Les textes inédits de Susanna Barrows (1944-2010) que nous avons la chance d’éditer dans cette livraison du Mouvement social devraient faire date. Ils racontent un itinéraire d’historienne, trop tôt disparue en 2010, et éclairent à nouveaux frais un épisode essentiel de l’enracinement de la République dans la France du XIXe siècle, la crise du 16 mai 1877. Retraçant avec beaucoup d’émotion la chaleureuse personnalité, la vie, l’œuvre et le rôle international de cette historienne peu de temps après sa mort subite, Le Mouvement social de janvier-mars 2011 avait déjà annoncé la décision de la revue de lui rendre hommage en publiant quelques-uns des textes inédits sauvegardés par ses amis de l’université de Berkeley1. Aussi trouvera-t-on dans le présent numéro un ensemble de quatre articles dont l’histoire de la désobéissance, ou de formes de désobéissance, constitue le fil conducteur : d’une part une communication du 11 mai 1985 à un symposium de l’université de Washington à Seattle qui explique la démarche originale de la génération d’historiens américains de la France qui était la sienne par rapport aux historiens français et justifie le projet d’une histoire sociale du rejet du pouvoir autoritaire par le prisme de la France du 16 mai 18772, d’autre part, sur ce thème, deux fragments de 2007 de son livre inachevé The Uncharted Revolution: Politics and Culture in 1877 ainsi qu’une communication présentée au colloque de Besançon de 2002 sur Victor Hugo, consacrée à la réaction de ce dernier face au « coup » du Seize-Mai, mais laissée inédite par son auteure3. [End Page 3]

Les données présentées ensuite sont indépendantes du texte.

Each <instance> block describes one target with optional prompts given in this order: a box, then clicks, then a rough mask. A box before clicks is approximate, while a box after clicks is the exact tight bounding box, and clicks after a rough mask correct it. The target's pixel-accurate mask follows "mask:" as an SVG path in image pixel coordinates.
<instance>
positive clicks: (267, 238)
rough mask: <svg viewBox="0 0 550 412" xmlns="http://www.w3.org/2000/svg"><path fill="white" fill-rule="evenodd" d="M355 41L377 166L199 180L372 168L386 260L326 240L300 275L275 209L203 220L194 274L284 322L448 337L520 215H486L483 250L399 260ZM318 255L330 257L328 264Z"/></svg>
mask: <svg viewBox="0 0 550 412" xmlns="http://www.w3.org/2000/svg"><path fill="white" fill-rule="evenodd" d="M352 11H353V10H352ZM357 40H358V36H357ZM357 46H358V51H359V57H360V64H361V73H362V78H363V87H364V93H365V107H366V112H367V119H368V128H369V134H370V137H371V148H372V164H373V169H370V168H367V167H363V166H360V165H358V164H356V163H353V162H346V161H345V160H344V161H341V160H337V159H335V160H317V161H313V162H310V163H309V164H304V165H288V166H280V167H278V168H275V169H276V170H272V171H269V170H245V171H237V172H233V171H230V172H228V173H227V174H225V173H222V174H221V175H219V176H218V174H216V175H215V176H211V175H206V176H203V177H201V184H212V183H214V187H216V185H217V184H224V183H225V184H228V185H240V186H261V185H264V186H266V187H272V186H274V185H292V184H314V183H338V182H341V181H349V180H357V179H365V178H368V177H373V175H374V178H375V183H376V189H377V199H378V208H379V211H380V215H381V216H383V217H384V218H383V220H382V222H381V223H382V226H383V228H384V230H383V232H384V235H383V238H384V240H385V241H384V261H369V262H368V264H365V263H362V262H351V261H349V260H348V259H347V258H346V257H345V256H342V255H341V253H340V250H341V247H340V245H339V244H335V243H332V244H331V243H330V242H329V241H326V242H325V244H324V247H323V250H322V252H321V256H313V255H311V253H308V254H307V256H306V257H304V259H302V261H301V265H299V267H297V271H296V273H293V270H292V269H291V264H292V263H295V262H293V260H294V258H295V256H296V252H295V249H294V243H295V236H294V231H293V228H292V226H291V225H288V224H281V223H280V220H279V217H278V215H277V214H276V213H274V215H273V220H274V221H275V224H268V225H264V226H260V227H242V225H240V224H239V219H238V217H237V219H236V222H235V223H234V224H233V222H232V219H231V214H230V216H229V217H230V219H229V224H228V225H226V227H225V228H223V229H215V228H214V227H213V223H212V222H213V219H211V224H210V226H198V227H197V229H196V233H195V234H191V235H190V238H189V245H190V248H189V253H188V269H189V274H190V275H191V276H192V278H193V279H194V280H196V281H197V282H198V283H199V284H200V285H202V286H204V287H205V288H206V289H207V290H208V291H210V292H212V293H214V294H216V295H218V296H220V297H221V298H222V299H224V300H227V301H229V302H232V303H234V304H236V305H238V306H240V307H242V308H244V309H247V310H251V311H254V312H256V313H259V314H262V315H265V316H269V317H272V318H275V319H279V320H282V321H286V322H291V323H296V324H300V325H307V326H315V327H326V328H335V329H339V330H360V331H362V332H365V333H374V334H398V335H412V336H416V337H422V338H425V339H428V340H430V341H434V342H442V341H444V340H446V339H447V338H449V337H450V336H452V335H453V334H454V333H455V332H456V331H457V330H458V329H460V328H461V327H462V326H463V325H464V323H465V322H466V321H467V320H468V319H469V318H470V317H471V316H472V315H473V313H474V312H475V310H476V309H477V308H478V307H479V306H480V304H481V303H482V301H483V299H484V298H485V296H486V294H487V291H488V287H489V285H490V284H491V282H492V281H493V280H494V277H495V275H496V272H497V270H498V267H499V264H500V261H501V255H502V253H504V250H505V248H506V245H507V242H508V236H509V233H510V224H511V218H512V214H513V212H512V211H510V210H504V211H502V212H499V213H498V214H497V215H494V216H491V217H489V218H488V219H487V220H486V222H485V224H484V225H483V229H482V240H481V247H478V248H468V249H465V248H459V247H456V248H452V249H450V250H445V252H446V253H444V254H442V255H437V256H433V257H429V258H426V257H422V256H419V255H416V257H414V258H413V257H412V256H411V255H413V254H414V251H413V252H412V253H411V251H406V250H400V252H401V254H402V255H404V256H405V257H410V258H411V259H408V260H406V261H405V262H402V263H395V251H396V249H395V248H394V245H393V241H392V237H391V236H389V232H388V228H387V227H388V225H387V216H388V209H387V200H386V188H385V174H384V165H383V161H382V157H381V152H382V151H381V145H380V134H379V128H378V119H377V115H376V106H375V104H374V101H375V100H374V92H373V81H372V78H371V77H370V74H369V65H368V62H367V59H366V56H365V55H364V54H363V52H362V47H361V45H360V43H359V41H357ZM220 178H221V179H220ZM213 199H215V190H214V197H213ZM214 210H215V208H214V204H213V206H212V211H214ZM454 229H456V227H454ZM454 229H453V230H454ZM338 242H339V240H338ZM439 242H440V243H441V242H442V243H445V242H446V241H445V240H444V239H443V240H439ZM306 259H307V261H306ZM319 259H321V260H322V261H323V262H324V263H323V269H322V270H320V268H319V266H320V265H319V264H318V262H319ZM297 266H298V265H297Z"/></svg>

Confiés par sa fille, Alexandra Stanley Barrows, à laquelle nous exprimons notre reconnaissance, ces textes nous sont arrivés dans un état presque complet d’achèvement. Certes, outre la traduction de trois d’entre eux, il a fallu photographier de nouveau les documents des Archives de la Préfecture de police joints par Susanna Barrows à ses articles sur 1877, compléter plusieurs références, archivistiques ou émanant de sources imprimées4, et reconstituer les notes manquantes de la communication de 19855. Il a également fallu ajouter, ici ou là, quelques notes d’édition pour préciser qui sont les personnages cités dans les sources ou contextualiser des faits évoqués un peu vite pour un lecteur non spécialisé. En dehors de ces interventions ponctuelles, cependant, c’est tout Susanna Barrows que retrouveront les lecteurs de ses articles et surtout de son maître ouvrage, Miroirs déformants6. Notre publication fait écho – il est important de le signaler – au numéro que Sociétés et Représentations avait construit en 2014 autour des travaux de Susanna Barrows et de ses élèves à Berkeley7, dans lequel figurait un premier article inédit de l’historienne américaine sur la crise du Seize-Mai, consacré aux lettres et pétitions envoyées par des citoyens ordinaires au président Mac-Mahon pour le convaincre de faire machine arrière ou pour lui dire désagréablement son fait8. Il existe entre ce texte et ceux que nous publions, et entre ceux-là mêmes, de multiples recoupements, des paragraphes voire des pages semblables. Des figures récurrentes les traversent, de Flaubert au « poète » Jérémie et de l’ancien fabricant de drap, graffitiste de 1877, Louis Lasègue, aux amateurs anonymes de messages hostiles teintés de pornographie ou de scatologie à l’encontre des gouvernants. Nous avons choisi de conserver ces répétitions pour préserver l’intégrité des textes car ces développements communs semblaient à chaque fois nécessaires à leur équilibre propre. Nul doute que dans le livre projeté par Susanna Barrows, The Uncharted Revolution, ces recoupements auraient disparu dans le processus de construction générale de...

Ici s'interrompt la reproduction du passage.